Texas A&M University (TAMU) has launched a multidisciplinary research approach at home and abroad to support shale gas and natural gas exploration, production and monetization activities.

The Gas and Fuels Research Center (GFRC), to be based at the TAMU at Qatar campus in the TAMU Engineering Experiment Station (TEES), will involve 19 professors from the Qatar campus and the main campus in College Station, TX, that represent chemical, petroleum, materials and mechanical engineering disciplines.

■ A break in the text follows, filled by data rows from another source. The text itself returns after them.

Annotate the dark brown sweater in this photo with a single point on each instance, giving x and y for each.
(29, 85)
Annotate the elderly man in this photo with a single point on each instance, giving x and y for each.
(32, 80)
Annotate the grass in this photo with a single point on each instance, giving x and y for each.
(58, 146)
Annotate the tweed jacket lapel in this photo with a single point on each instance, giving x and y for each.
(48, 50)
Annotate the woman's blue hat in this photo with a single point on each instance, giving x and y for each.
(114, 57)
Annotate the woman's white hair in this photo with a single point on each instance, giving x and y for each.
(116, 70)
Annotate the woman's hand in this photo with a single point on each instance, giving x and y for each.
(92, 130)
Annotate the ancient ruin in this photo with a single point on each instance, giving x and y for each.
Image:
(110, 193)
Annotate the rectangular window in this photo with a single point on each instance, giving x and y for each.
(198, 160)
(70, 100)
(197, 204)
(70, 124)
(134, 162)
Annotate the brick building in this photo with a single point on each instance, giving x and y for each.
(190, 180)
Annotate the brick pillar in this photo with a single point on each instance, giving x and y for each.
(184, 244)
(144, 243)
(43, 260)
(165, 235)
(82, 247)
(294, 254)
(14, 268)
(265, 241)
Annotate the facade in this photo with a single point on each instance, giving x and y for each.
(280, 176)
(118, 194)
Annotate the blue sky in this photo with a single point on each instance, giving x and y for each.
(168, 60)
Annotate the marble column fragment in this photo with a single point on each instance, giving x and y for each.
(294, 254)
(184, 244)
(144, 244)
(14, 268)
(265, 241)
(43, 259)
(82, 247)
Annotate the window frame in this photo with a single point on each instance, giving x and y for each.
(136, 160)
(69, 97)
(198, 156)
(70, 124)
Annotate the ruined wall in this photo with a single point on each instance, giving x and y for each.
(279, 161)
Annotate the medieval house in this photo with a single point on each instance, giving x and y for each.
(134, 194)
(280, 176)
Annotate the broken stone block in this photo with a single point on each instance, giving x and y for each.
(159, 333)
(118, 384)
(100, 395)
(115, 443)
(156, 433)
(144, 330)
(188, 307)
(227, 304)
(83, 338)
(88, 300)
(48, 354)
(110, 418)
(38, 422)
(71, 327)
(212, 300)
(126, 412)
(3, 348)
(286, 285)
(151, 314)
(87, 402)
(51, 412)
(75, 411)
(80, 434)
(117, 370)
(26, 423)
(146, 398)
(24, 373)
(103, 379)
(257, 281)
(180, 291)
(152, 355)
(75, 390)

TEES is an engineering research agency of the state of Texas and is a member of the TAMU System.

The center is designed to "create new knowledge that has direct bearing on one of the pillars of Qatar's energy and industry sector," said TAMU at Qatar CEO Mark H. Weichold. "Through this collaborative effort with TEES, Texas A&M at Qatar will utilize its world-class, Doha-based laboratory facilities and expertise to export knowledge created here to the U.S. and beyond."

Qatar is home to some of the largest gas resources on the planet. Royal Dutch Shell plc's gas-to-liquids (GTL) plant, Pearl GTL, is the largest built to date in the world (see Daily GPI, March 25, 2011). State-owned Qatar Petroleum International also is the majority stakeholder (70%) in the proposed liquefied natural gas (LNG) export complex, Golden Pass LNG, planned for Sabine Pass, TX, which it is sponsoring with ExxonMobil Corp. (see Daily GPI, July 7).

The key objective of the overseas center is to lead integrated research activities and resources in supporting gas activities in the two countries. The center also would support the U.S. shale gas "evolution" and be a part of the Research Strategic Plan that is helping to support the Qatar National Vision 2030, according to officials.

"The Gas and Fuels Research Center is a major initiative from Texas A&M University to take the lead in the natural gas era," said GFRC Director Nimir Elbashir. "The center provides a unique opportunity for leading researchers from the two campuses of Texas A&M University to collaborate in supporting Qatar and U.S. industry and governmental institutions to build the future natural gas utilization technologies.

"One of the center's main objectives is to train highly skilled engineers and technical staff to support the future of gas processing technologies and to educate the community about the role natural gas will play as a clean source of energy and fuels."

GFRC Managing Director Mahmoud El-Halwagi, who is based in College Station, said it was a "critical time for the gas and fuels industry.

"The recent substantial discoveries of shale gas in the U.S. are creating numerous opportunities and needs. It is expected that the growth in shale gas industry in the U.S. will lead to investments exceeding $100 billion over the next decade. The state of Texas is regarded as the 'energy capital of the world' and the State of Qatar is considered to be the 'gas capital of the world.' Therefore, it is a great advantage to have Texas A&M University both in Qatar and College Station to provide leadership through GFRC, especially in areas such as research, education and outreach for the gas and fuels industry."